Charitable institutions in religion, education, health, and social welfare have been leaders in serving human needs in the United States and around the world.

The Congress of the United States has always recognized that the common good is served by individuals who give of their resources to meet social needs, including gifts of appreciated property. Such gifts represent a significant portion of the support needed by charitable institutions to meet social needs. The loss of these charitable institutions would impose a multi-billion dollar tax burden upon the American people and also destroy the dynamic of voluntary and personalized service for which these institutions are known.

The Tax Reform Act of 1969 recognized that an individual’s philanthropic dollar can be more efficiently used in direct appropriation to charitable institutions than it can through government agencies.

We express concern, however, to the President over the new section of his 1976 Budget which shows charitable deductions as “tax expenditures” to the American public which are “exceptions to the ‘normal-structure’ of the . . .income tax with the implication that the benefit goes to the donors rather than the recipients.
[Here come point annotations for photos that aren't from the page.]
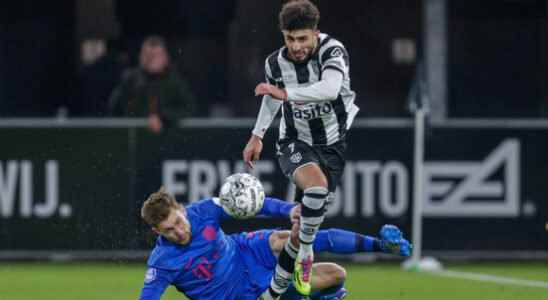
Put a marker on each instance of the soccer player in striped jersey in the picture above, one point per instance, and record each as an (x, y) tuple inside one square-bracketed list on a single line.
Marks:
[(308, 78)]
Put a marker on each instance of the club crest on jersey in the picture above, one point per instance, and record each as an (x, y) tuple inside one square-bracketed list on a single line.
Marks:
[(337, 52), (313, 112), (296, 158), (150, 275)]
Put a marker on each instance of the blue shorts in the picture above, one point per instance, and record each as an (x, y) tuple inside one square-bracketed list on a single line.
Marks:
[(259, 261)]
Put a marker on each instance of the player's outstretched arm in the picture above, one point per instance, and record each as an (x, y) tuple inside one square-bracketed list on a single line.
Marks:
[(254, 147)]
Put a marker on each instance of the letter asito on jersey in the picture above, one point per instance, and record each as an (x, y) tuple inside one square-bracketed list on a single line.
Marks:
[(315, 123)]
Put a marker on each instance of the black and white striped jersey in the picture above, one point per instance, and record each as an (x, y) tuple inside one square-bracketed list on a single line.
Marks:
[(316, 121)]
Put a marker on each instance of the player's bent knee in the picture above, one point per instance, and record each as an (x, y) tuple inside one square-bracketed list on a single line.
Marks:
[(277, 240)]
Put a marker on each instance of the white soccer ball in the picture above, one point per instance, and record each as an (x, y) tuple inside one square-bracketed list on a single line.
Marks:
[(242, 195)]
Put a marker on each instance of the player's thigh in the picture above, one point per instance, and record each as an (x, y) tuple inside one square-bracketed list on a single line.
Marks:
[(333, 162), (327, 275), (300, 163)]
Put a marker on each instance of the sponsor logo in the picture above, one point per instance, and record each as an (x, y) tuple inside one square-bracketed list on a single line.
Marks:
[(296, 158), (150, 275), (337, 52), (21, 196), (465, 189), (312, 112)]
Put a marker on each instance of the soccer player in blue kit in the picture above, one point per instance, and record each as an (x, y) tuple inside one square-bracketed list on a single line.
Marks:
[(193, 253)]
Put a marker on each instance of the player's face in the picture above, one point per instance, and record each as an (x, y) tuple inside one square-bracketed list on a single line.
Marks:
[(301, 43), (175, 228), (154, 59)]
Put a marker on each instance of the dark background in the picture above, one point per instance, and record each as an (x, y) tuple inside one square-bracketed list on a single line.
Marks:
[(496, 51)]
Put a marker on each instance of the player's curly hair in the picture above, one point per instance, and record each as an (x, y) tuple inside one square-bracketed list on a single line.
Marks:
[(299, 14), (158, 206)]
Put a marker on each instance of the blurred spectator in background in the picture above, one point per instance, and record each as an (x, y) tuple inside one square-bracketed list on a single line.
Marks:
[(154, 89), (100, 71)]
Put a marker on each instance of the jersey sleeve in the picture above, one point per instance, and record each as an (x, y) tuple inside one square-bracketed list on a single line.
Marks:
[(326, 89), (156, 282), (269, 107), (273, 207)]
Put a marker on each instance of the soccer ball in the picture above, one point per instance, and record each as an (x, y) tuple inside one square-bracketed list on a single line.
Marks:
[(242, 195)]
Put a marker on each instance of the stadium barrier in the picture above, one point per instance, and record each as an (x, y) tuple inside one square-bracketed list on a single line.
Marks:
[(73, 188)]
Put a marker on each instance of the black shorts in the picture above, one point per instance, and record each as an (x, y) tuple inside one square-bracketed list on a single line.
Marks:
[(294, 153)]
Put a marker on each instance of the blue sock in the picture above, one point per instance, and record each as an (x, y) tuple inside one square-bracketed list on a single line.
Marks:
[(344, 242)]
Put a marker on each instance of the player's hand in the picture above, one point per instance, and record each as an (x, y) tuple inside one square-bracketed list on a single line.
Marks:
[(252, 150), (269, 89), (155, 123), (295, 214)]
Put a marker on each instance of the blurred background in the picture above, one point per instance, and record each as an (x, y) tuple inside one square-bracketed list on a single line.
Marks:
[(103, 101)]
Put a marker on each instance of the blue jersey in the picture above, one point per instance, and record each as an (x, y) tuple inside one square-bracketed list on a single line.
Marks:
[(211, 265)]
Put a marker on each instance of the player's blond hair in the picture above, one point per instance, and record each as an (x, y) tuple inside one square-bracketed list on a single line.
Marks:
[(158, 206)]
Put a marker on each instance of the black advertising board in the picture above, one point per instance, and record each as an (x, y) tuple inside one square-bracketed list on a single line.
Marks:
[(81, 188)]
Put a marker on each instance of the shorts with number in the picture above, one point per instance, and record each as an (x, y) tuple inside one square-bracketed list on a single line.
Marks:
[(293, 154), (259, 260)]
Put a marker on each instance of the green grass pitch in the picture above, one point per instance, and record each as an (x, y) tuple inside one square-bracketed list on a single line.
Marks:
[(87, 281)]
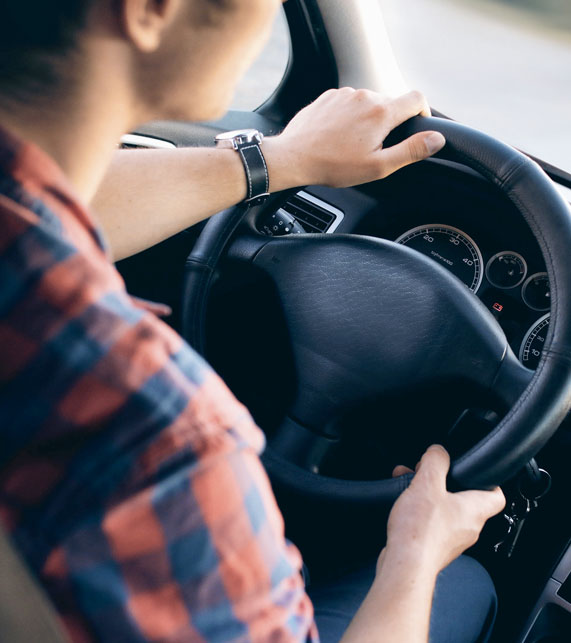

Charitable deductions have been the tax structure since it began and the benefits go to the people whose needs are served by charitable institutions; they do not remain with the donor.

Furthermore, we note that in a comparison between charitable deductions and direct appropriations for social service, both the efficient and effective value of the charitable dollar will be obvious.

We urge the Congress to preserve the principle of private philanthropy as developed throughout the history of our nation, particularly by restricting proposals to eliminate the charitable deduction or heavily tax the appreciated portion of gifts of property.